Jim Grant On The Bond Bear Market, Jerome Powell And Much More


Everyone wants to talk about rates these days and it’s no mystery why.

The Fed is under new leadership at a pivotal juncture. Balance sheet rundown has commenced and the Trump administration has embarked on what multiple sellside desks (see here, here, and here for a few takes) have described as an ill-advised quest to try and supercharge an already hot economy with late-cycle expansionary fiscal policy.

And so, the supply/demand dynamic in the Treasury market has shifted. Financing the tax cuts and increased spending means more supply and with the Fed out of the market, it’s left to price sensitive private investors to provide the bid. This comes as the global reserve diversification debate heats up and as second-order effects of increased bill supply could further sap foreign demand for U.S. debt (see here). To be sure, the market will clear – the question is, at what price?

That gets to the heart of the debate about where yields go from here and the concern is that between everything said above and the suspicion that between fiscal stimulus and now tariffs, price pressures could build quickly, the Fed will be forced to take a hawkish turn that’s not yet priced in by markets. All of these concerns helped fuel the bond rout that conspired with the February 5 vol. shock to send global equities careening into correction territory last month.

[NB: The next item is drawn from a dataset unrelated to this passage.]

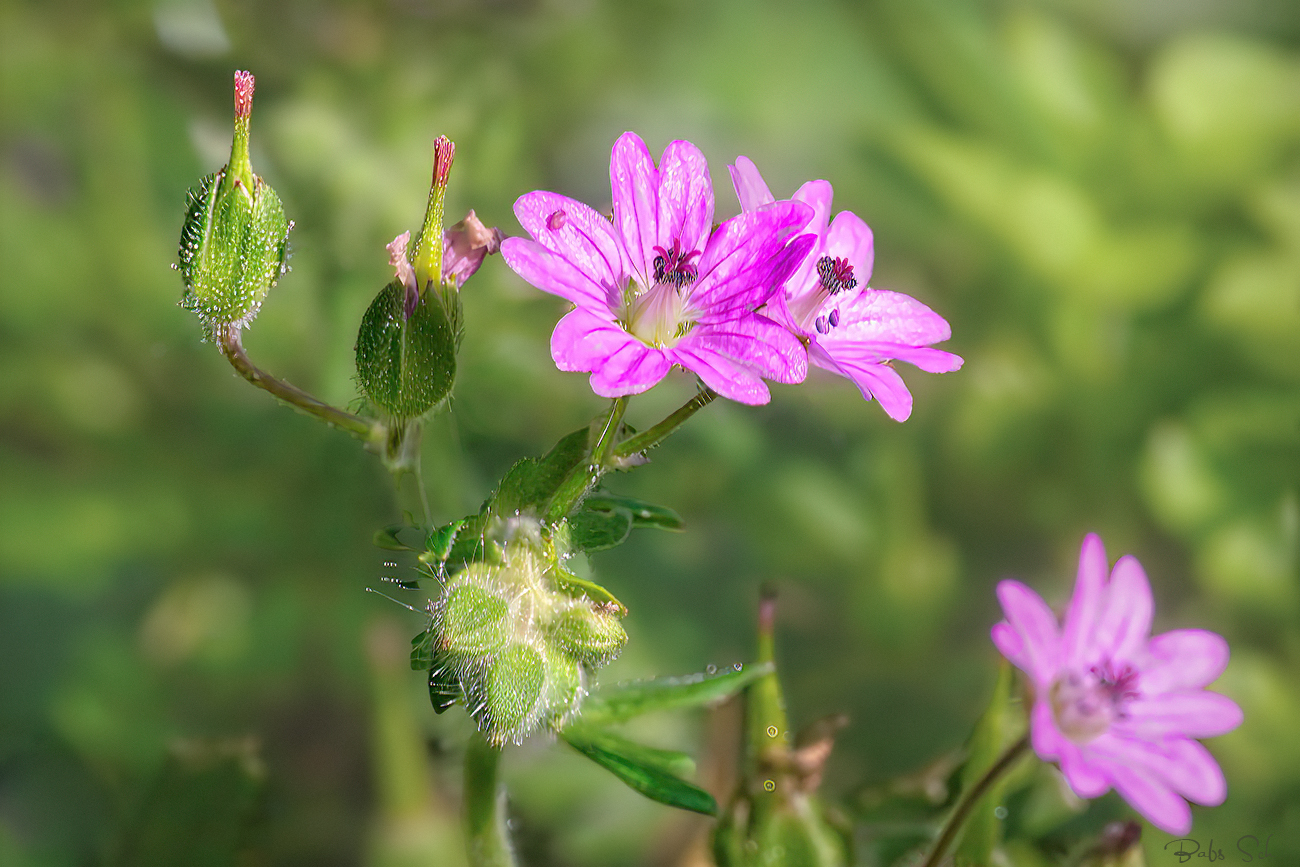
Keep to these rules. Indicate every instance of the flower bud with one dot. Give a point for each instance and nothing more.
(515, 640)
(234, 243)
(406, 349)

Well, one person you might be interested in hearing from on all of this is Jim Grant, and happily, Erik Townsend welcomed him to the MacroVoices podcast this week.

You can listen to the interview in full below, but here are a couple of excerpts that touch on the questions everyone wants answered.

On Jerome Powell:

Erik: What is your expectation? Is Jay Powell a good pick to replace Janet Yellen? Do you think that we’re going to see a change in policy from the Powell Fed as opposed to the Yellen Fed? And what’s your overall reaction to the state of the Fed, so to speak?

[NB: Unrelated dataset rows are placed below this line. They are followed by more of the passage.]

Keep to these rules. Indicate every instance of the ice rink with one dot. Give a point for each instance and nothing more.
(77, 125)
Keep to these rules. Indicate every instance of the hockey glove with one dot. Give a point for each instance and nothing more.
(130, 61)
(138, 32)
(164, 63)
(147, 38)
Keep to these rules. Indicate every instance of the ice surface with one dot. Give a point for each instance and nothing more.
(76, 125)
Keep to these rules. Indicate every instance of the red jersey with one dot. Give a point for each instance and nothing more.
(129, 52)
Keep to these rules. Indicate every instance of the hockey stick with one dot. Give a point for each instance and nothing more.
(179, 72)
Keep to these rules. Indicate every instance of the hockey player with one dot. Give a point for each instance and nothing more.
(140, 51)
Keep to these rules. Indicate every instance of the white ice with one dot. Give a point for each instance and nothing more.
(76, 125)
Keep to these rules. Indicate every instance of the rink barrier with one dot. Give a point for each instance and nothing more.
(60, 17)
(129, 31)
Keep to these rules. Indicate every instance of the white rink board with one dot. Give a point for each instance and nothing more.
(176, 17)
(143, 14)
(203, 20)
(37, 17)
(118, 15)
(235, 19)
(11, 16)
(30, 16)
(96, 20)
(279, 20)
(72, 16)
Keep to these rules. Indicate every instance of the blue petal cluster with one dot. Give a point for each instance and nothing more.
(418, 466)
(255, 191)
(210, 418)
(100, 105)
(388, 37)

Jim: Well, Jay Powell has one commanding credential. And that credential is the absence of a PhD in economics on his resume. I say this because we have been under the thumb of the Doctors of Economics who have been conducting a policy of academic improv. They have set rates according to models which have been all too fallible. They lack of historical knowledge and, indeed, they lack the humility that comes from having been in markets and having been knocked around by Mr. Market (who you know is a very tough hombre).

Jay Powell at least has worked in private equity. He knows a little bit about the business of buying low and selling high. Also he’s a native English speaker. If you listen to him, he speaks in everyday colloquial American English, unlike some of his predecessors. So I’m hopeful. But not so hopeful as to expect a radical departure from the policies we have seen.